Потом я начал делать программу “Частный случай”. И это была, на мой взгляд, уникальная программа. Я показывал какой-нибудь животрепещущий сюжет из жизни маленького человека, а потом мне звонили люди и исповедовались. Такого нет нигде в мире, чтобы без всякой предварительной проверки, без редактуры человек рассказывал о себе в прямом эфире. Я представлял в кадре что-то среднее между писателем и священником, люди мне верили, потому что иногда звучали совершенно невероятные исповеди. Это был такой социальный эксперимент: я говорил, что не нужно представляться, называть свое имя или адрес, и мне, как случайному попутчику в купе, который сойдет на соседней станции, люди доверяли свое сокровенное. Для меня это было одной из самых главных побед в жизни: то, что люди мне поверили. Я никогда не был пай-мальчиком, жополизом, всегда был таким, как есть, и ничего не скрывал из своей биографии. И если вначале звонили старушки с протекающими крышами, то затем постоянно звучали исповеди. И то, что люди мне верили, было моей единственной наградой за то огромное количество сил, нервов и здоровья, которые я положил на эту передачу. Денег эта передача не приносила, потому что она была остросоциальной, посвященной маленькому человеку, у которого денег нет и быть не может.

ВЕРА

– Вы можете рассказать о каких-то исповедях, которые вас потрясли?

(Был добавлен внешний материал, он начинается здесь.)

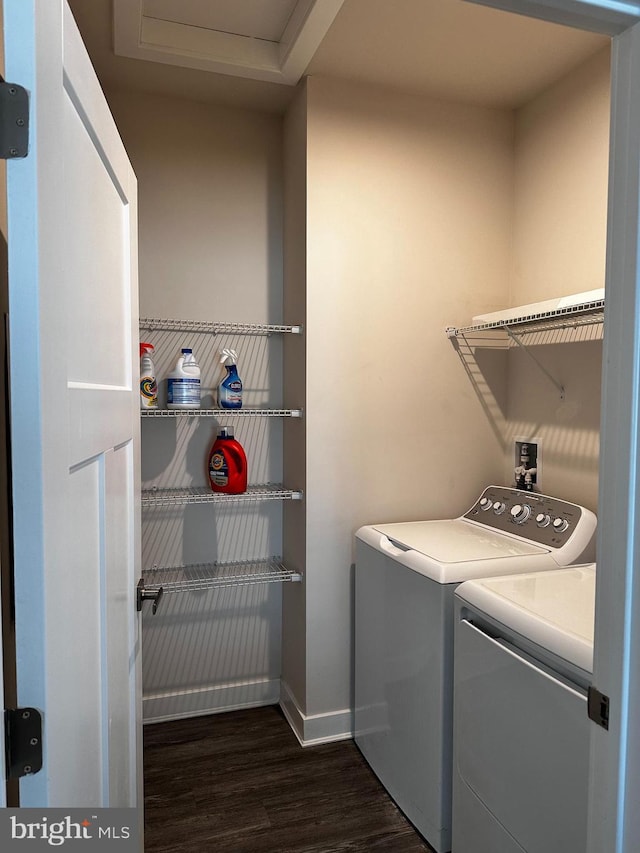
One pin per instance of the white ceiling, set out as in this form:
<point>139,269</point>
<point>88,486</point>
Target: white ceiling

– Ну, например, когда я показывал сюжет о человеке, на шкуре которого в 54-м году испытывали водородную бомбу: загнали тогда две дивизии солдат под Тоцк. И этот человек в свои 50 с чем-то лет выглядит глубоким, смертельно больным стариком. И вдруг звонит в студию очевидец этого взрыва, которому в то время было 9 лет, а брат его лежал в коляске, и их взрывной волной откинуло на 200 метров. Затем он стал профессором-ядерщиком и усовершенствовал эти бомбы, он рассказал такие детали, которые невозможно придумать.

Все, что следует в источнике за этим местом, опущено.